Daegis Inc.
- Formerly: Unify Corporation
- Type: Subsidiary
- Traded as: Nasdaq: UNFY
- Industry: Software & Programming
- Founded: California (1980)
- Fate: Acquired by OpenText
- Successor: OpenText
- Headquarters: Irving, Texas
- Products: AXS-One Edge TD Mobile Team Developer NXJ Accell/SQL SQLBase
- Revenue: ▼31.0 million USD (2014)
- Operating income: ▼0.17 million USD (2014)
- Net income: (1.6 million) USD (2014)
- Number of employees: 140 (2015)
- Website: http://www.opentext.com/what-we-do/products/opentext-product-offerings-catalog/rebranded-products/daegis

= Daegis Inc. =

Daegis Inc. (formerly Unify Corporation) was one of the early developers of database management systems and tools for database development. It was founded in 1980 and headquartered in Irving, Texas. Unify initially focused on providing databases and 4th-generation programming language (4GL) development tools for the Unix platform, but with Windows taking over the desktop computer Unify released VISION, a 4GL cross-platform development tool that supports Windows, Linux and Unix.

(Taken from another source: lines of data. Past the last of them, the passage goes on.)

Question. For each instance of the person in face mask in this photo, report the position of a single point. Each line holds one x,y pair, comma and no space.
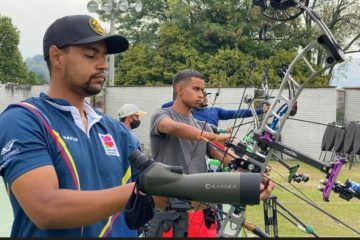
129,115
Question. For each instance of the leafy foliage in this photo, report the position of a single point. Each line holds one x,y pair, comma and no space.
218,38
12,67
37,65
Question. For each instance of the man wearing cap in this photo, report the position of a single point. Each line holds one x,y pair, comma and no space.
213,115
65,165
174,141
129,115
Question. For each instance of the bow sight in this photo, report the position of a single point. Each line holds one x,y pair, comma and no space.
281,10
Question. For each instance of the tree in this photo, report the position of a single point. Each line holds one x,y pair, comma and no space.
216,37
12,67
37,65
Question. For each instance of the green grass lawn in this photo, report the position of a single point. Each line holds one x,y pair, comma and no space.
349,212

The company's total revenue for fiscal year 2014 was $31.0 million. As of 2015, it employed 140 people worldwide.

==History==
Unify was co-founded in 1980 by Nico Nierenberg, William "Bill" Osberg, and David Edwards. In 1986 it released Accell IDS, one of the first integrated 4GL applications, and the next year released Unify 2000, an OLTP database engine written in C that was the predecessor to Unify DataServer.

In 1993 Nierenberg and Osberg left Unify to form Actuate Corporation. In 1995 the corporate headquarters moved to San Jose under Reza Mikailli, but in 2000 the company reported accounting irregularities, placed Reza Mikailli on leave, and Todd Wille took over as CEO. Corporate headquarters returned to Sacramento and Unify was delisted from Nasdaq, not returning until 2008. Mikailli was convicted of security fraud and conspiracy charges in 2003.

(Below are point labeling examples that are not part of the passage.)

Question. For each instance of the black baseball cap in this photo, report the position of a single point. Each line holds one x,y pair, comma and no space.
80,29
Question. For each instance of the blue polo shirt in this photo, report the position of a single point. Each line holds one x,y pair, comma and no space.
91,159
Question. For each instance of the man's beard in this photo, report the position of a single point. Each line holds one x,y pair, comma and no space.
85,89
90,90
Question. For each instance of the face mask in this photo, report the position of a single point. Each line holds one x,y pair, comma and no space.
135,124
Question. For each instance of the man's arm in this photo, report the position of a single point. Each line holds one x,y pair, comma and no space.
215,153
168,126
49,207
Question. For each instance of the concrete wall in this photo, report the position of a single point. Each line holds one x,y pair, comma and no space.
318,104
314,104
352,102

Also in 2003 the company laid off about half of the development staff to focus on sales and marketing, and in 2005 it acquired Acuitrek and formed the Insurance Risk Management (IRM) division. The next year, Halo Technologies made a stock-only buyout offer for approximately $21 million, but instead, the IRM division was traded for Gupta Technologies. 2009 saw the acquisition of CipherSoft, an Oracle application modernization company, and AXS-One, a content archive provider. Headquarters moved from Sacramento, California to Irving, Texas.

In 2010, Unify acquired Daegis, an eDiscovery solution provider.

In 2011, Unify changed its name to Daegis.

In 2012, the database and tools division of Daegis/Unify was renamed to Gupta Technologies.

In 2013, the company sold the domain name unify.com to Siemens Enterprise Communications for their Unify re-branding.

In 2015, the company was acquired by OpenText.